Hommage à Philip Roth (5) : Le rabaissement
Le rabaissement (The humbling), trad. de l'anglais (USA) par Marie-Claire Pasquier, décembre 2011, 122 p. 13,90 €
Ecrivain(s): Philip Roth Edition: Folio (Gallimard)
Un livre de Philip Roth n’est jamais un livre parmi ses autres livres. C’est un polygone de plus dans la toile tissée par le maître, une pièce de plus placée dans le puzzle – l’unique puzzle – bâti, pièce après pièce, depuis des décennies. Avec, comme tous les grands obsessionnels que sont toujours les grands écrivains, des thèmes récurrents, des « idées fixes » : ici, dans « le rabaissement », celui probablement qui domine l’œuvre de Roth, la boucle fatale du corps. Autour de l’Arc d’Héraclite : « l’Arc porte le nom de vie, mais son œuvre c’est la mort ».

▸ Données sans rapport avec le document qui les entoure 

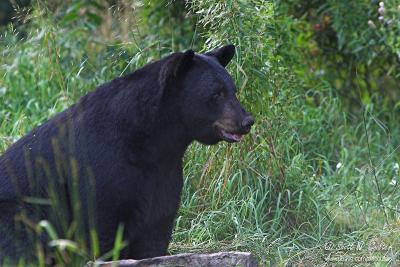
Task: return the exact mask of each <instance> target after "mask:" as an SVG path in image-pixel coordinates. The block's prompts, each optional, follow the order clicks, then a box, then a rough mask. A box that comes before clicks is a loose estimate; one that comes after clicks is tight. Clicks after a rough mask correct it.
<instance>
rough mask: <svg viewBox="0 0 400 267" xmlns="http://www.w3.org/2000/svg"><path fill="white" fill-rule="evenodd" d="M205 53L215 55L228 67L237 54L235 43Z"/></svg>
mask: <svg viewBox="0 0 400 267" xmlns="http://www.w3.org/2000/svg"><path fill="white" fill-rule="evenodd" d="M205 55H207V56H212V57H215V58H216V59H217V60H218V62H219V63H220V64H221V65H222V66H223V67H226V65H228V63H229V62H230V61H231V59H232V58H233V56H234V55H235V46H234V45H233V44H229V45H226V46H223V47H220V48H216V49H214V50H211V51H210V52H207V53H205Z"/></svg>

Aussi « ne pas aimer » un livre de Roth, ou trouver – ça s’est lu à propos de « le rabaissement » - que « c’est un livre moins fort que les autres », c’est simplement passer à côté du projet, de la vie, de la passion littéraire de Roth. C’est aussi et surtout passer à côté de l’unicité d’une entreprise esthétique. Dans un tableau de maître, on ne trouve pas que le coin en bas à gauche est plus faible que le reste : le tableau est un discours indissociable, indivisible. Il en est de même de l’œuvre de Philip Roth : chaque élément constitue le sens esthétique de l’œuvre entière. Chaque élément est synecdoque.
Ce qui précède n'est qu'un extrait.